It's an unavoidable fact that we get older and often fall into poor health. For older people, health care decisions become almost a daily occurrence.

What would happen if a loved one like your mother or father were unable to make health care decisions? Who would make the decisions for them? Debilitating injuries or illnesses such as strokes, Alzheimer's or dementia could make that person you.

Creating a health care proxy, or durable power of attorney (POA) for health care, health care POA or advance directive, puts less stress on you later on. However, be sure it follows state laws and rules for it to be valid. Know what should in it and what requirements should be met.

What a Health Care Proxy Does

Generally a health care proxy is a legal document that contains the name of the person who's authorized to make health care and medical decisions on behalf of another person. This person is called an agent, attorney in fact, surrogate, or personal representative.

The document usually states in what occasion it becomes effective. The occasion can be a specific event such as being in a coma, or it can be a general event, in which you have the inability to make decisions and a doctor feels it is irreversible.

Making a Valid Proxy

As with all legal papers, certain clauses must be present and actions must occur for a health care proxy to be valid and enforceable.

First, it must be "executed." This means that you must sign the proxy before becoming incapacitated. At the time that the signature is made, you must be mentally competent and understand what's being signed.

Second, you have to name or appoint an agent, a person who will carry out your wishes if you are incapacitated. You can name more than one agent, and each may have different responsibilities.

Third, the proxy should clearly state a triggering event - what action will happen for the proxy to become effective. Usually, proxies are written so they become effective when you're "incapacitated."

Also included are specific instructions about the use of various medical and life-saving procedures that should or should not be used when you can't make your own decisions.

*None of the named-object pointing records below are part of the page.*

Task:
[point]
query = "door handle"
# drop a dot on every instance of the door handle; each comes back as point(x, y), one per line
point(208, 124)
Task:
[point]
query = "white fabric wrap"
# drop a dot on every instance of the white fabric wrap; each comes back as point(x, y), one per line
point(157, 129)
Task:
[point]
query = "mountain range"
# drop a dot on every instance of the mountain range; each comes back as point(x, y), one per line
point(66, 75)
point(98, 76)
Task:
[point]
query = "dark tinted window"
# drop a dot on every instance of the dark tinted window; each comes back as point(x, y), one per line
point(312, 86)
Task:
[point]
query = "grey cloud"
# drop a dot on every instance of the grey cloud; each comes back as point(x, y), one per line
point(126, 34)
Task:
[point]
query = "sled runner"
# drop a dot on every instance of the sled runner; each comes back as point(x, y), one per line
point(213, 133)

State law often restrict the types of decisions that an agent can make under a proxy, so be certain to check the laws in your area before signing a health care proxy, or seek the advice of an elder law attorney.

Proxies & HIPAA

The Health Insurance Portability and Accountability Act (HIPAA) is a federal law that protects every patient's health care privacy and restricts a health care provider's disclosure of protected information.

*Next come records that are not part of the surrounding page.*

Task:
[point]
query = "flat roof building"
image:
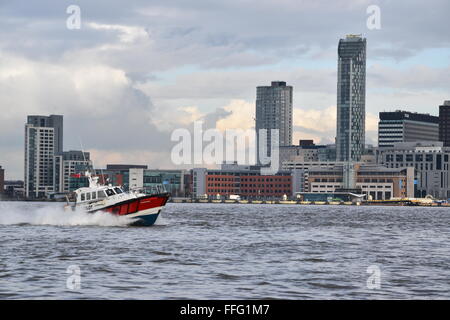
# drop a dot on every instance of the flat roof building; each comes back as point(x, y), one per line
point(404, 126)
point(444, 123)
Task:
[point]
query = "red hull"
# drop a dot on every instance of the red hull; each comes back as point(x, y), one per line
point(138, 204)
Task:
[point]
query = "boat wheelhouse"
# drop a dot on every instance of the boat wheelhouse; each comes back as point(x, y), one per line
point(142, 208)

Generally, the person named as the agent in your health care proxy has the right to see most of your health care information: the agent (or "personal representative" in HIPAA) has access only to "relevant information," not the whole medical history.

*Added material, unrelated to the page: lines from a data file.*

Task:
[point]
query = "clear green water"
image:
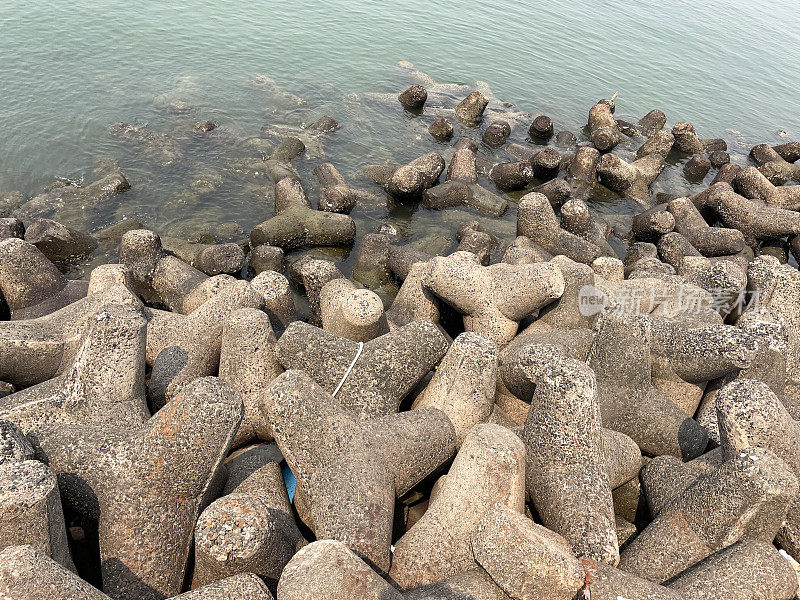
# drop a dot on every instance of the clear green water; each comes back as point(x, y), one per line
point(70, 69)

HIPAA issues should be addressed in the proxy. To address HIPAA:

  • Ensure that the proxy states the agent is also the personal representative for health care disclosures under HIPAA
  • Make sure the agent is given the same access to relevant protected health information as you are

In addition, it's a good idea to have a "HIPAA waiver" or "HIPAA release," which states specifically:

  • What medical information can be disclosed, that is, any information protected by HIPAA
  • Who can make the disclosure, like a doctor, and to whom the disclosure can be made, such as an agent or personal representative
  • Why the information should be disclosed
  • That you one has the right to revoke the waiver or release, and
  • Any disclosure of HIPAA information is not in violation of the Act in this situation

Where to Keep the Proxy

Keep the original proxy in a safe place, like a safe deposit box or fire-proof safe at home, along with other important papers.

A copy of the health care proxy must also be kept on file at a nursing home or other long term care facility if you or a loved one is a resident.

Questions for Your Attorney

  • I'm 45 years old. Should I have a health care proxy?
  • My dad made a health care proxy 40 years ago. Is it still valid?
  • My mom created a health care proxy a few years ago. She recently had a stroke and her doctor has her on life-support. I can't find the proxy, What can I do?
  • Is a health care proxy the same as a Living Will?